Robert Steffen, bis Ende 2008 Leiter der Abteilung, hatte an der Universität Zürich ab 1988 weltweit die erste Professur für Reisemedizin inne. Entsprechend interessiert war die WHO an einer Zusammenarbeit, zumal sie erst vor einigen Monaten eine eigene Fachperson zum Thema Reisemedizin angestellt hat.

Steffen hat die WHO in den vergangenen Jahren regelmässig beraten, etwa bezüglich der Übertragung von Krankheiten wie Malaria und Tuberkulose durch Flugpassagiere oder der Nebenwirkungen der Malariaprophylaxe, worüber an der Abteilung viel Forschung geleistet wurde. Als Mitglied einer Kommission prägte er zudem massgeblich die revidierte internationale Gesundheitsverordnung der WHO zum Umgang mit Epidemien und Pandemien mit.

Impfstoffe testen

Auch hinsichtlich der Schweinegrippe sind die Sozial- und Präventivmediziner der UZH in die Pandemieplanung der Schweiz wie auch der WHO involviert. «Wir sind zudem mit verschiedenen pharmazeutischen Unternehmen im Gespräch und werden voraussichtlich die neu entwickelten Impfstoffe testen», sagt Professor Christoph Hatz, seit Anfang 2009 neuer Leiter der Abteilung «Epidemiologie und Prävention übertragbarer Krankheiten».

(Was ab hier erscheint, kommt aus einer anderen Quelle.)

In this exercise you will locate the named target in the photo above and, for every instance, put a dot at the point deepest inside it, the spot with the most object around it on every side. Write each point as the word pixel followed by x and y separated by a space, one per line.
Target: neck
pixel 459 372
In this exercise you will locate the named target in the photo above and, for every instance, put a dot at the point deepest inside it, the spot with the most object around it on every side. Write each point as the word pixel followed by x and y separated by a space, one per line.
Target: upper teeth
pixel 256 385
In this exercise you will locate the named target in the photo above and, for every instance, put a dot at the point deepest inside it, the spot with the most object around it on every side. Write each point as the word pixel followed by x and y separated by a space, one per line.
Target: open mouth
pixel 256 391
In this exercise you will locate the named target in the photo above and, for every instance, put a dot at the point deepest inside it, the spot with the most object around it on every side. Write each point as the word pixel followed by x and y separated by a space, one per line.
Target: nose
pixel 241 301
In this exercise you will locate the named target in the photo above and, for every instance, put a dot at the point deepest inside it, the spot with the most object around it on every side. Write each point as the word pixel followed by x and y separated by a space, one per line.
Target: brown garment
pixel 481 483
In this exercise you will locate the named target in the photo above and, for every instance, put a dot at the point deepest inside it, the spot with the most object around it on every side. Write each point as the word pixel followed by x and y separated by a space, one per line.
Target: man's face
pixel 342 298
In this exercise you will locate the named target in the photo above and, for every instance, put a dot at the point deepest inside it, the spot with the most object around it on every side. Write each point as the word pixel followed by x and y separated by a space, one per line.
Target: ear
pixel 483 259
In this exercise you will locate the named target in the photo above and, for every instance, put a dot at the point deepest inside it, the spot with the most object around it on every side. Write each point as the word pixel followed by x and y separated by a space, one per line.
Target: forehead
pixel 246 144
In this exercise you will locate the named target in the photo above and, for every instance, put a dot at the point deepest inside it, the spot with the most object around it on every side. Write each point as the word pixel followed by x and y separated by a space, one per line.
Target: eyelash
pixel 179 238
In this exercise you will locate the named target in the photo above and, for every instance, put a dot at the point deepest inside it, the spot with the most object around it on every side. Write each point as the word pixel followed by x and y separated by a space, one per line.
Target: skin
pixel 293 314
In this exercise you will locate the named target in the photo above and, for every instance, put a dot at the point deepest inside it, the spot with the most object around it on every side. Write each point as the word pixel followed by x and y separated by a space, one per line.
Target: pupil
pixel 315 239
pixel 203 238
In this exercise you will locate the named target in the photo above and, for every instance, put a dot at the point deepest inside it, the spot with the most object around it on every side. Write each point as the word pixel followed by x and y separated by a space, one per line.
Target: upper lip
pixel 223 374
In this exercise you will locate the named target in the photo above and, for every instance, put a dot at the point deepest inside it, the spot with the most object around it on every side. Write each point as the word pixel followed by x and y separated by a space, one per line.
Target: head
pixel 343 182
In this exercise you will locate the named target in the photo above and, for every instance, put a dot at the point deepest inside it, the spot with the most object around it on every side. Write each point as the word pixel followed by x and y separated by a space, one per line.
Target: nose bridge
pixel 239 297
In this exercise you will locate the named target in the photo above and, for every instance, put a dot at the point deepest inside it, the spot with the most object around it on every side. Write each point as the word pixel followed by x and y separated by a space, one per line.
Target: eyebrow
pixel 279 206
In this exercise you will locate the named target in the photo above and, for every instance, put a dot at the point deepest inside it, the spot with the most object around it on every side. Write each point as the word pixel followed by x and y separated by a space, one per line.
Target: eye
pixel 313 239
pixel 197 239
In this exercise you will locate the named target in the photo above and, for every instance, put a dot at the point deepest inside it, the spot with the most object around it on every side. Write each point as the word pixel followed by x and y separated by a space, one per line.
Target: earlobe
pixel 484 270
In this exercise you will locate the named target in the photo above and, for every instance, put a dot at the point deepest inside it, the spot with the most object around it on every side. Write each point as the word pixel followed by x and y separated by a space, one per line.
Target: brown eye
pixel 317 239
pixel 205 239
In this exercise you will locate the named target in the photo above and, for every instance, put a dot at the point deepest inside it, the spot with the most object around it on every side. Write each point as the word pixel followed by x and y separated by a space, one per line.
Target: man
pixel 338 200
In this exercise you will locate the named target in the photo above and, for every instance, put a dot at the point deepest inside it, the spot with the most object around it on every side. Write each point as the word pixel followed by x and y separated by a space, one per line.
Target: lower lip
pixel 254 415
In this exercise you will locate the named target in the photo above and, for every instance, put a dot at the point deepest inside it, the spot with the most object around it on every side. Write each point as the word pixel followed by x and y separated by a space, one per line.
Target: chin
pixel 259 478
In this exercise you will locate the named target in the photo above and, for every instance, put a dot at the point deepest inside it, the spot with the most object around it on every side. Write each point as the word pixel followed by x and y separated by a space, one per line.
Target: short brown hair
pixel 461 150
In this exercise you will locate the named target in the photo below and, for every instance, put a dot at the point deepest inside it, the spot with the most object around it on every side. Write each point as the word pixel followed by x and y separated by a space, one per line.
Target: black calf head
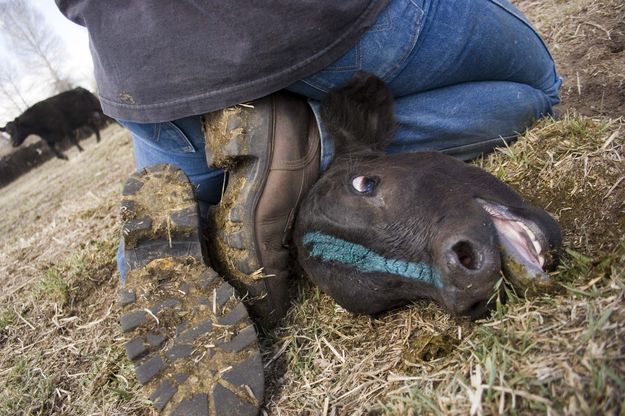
pixel 378 231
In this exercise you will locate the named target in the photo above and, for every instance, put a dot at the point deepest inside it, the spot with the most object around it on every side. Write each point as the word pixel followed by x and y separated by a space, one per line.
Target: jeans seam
pixel 152 142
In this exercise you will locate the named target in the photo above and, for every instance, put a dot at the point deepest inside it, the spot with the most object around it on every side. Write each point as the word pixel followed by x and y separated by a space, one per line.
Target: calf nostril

Hatz will die von Steffen aufgebaute Zusammenarbeit mit der WHO weiterführen. Er ist überzeugt, dass diese auch in Zukunft für beide Seiten attraktiv sein wird. Hatz ist in einer Doppelfunktion auch Leiter der medizinischen Abteilung des Schweizerischen Tropeninstitutes in Basel. Gemeinsam können die beiden Reisezentren mit jährlich 25'000 ratsuchenden Reisenden der WHO eine «unschlagbare Datenbasis» offerieren. Aus der Beratung und Behandlung ergeben sich neue Erkenntnisse, die ebenfalls auf die Agenda der WHO gehören, erläutert Hatz am Beispiel von psychischen Problemen oder Verkehrsunfällen von Reisenden.

Forschung mit Nutzen

Biller-Andorno, Steffen und Hatz sind sich einig: Die WHO könnte ohne das Fachwissen der Kollaborationszentren nicht funktionieren. Gleichzeitig sei für die Zentren die Zusammenarbeit mit der Uno-Organisation ein Prestigegewinn und eine Möglichkeit, mit Wissenschaftlern weltweit Forschung zu betreiben, die nicht in der Schublade verschwindet, sondern von hohem praktischen Nutzen ist.